Correctness Learning: Deductive Verification Guided Learning for Human-AI Collaboration
Zhao Jin, Lu Jin, Yizhe Luo, Shuo Feng, Yucheng Shi, Kai Zheng, Xinde Yu, Mingliang Xu
TL;DR
This work addresses the challenge of ensuring correctness in AI-assisted decision systems by marrying deductive verification with learning. It introduces pattern-driven correctness learning (PDCL), a two-stage framework where hierarchical reinforcement learning generates output schemes and formal deductive verification via separation logic and Coq appraises their conformity to historical correctness patterns, guiding the learner through pattern-matching rewards. The approach is instantiated for a job scheduling domain using a two-tier resource heap model and a modeling language ML_JSS, with Coq-based formal development verifying both historical and generated schemes. Empirical results across multiple scenarios show that PDCL enhances decision quality and resource utilization for several RL baselines, demonstrating the practical impact of integrating formal reasoning into human-AI collaboration for safety-critical systems.
Abstract
Despite significant progress in AI and decision-making technologies in safety-critical fields, challenges remain in verifying the correctness of decision output schemes and verification-result driven design. We propose correctness learning (CL) to enhance human-AI collaboration integrating deductive verification methods and insights from historical high-quality schemes. The typical pattern hidden in historical high-quality schemes, such as change of task priorities in shared resources, provides critical guidance for intelligent agents in learning and decision-making.
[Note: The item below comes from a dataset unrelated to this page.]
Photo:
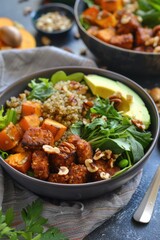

By utilizing deductive verification methods, we proposed patten-driven correctness learning (PDCL), formally modeling and reasoning the adaptive behaviors-or 'correctness pattern'-of system agents based on historical high-quality schemes, capturing the logical relationships embedded within these schemes. Using this logical information as guidance, we establish a correctness judgment and feedback mechanism to steer the intelligent decision model toward the 'correctness pattern' reflected in historical high-quality schemes. Extensive experiments across multiple working conditions and core parameters validate the framework's components and demonstrate its effectiveness in improving decision-making and resource optimization.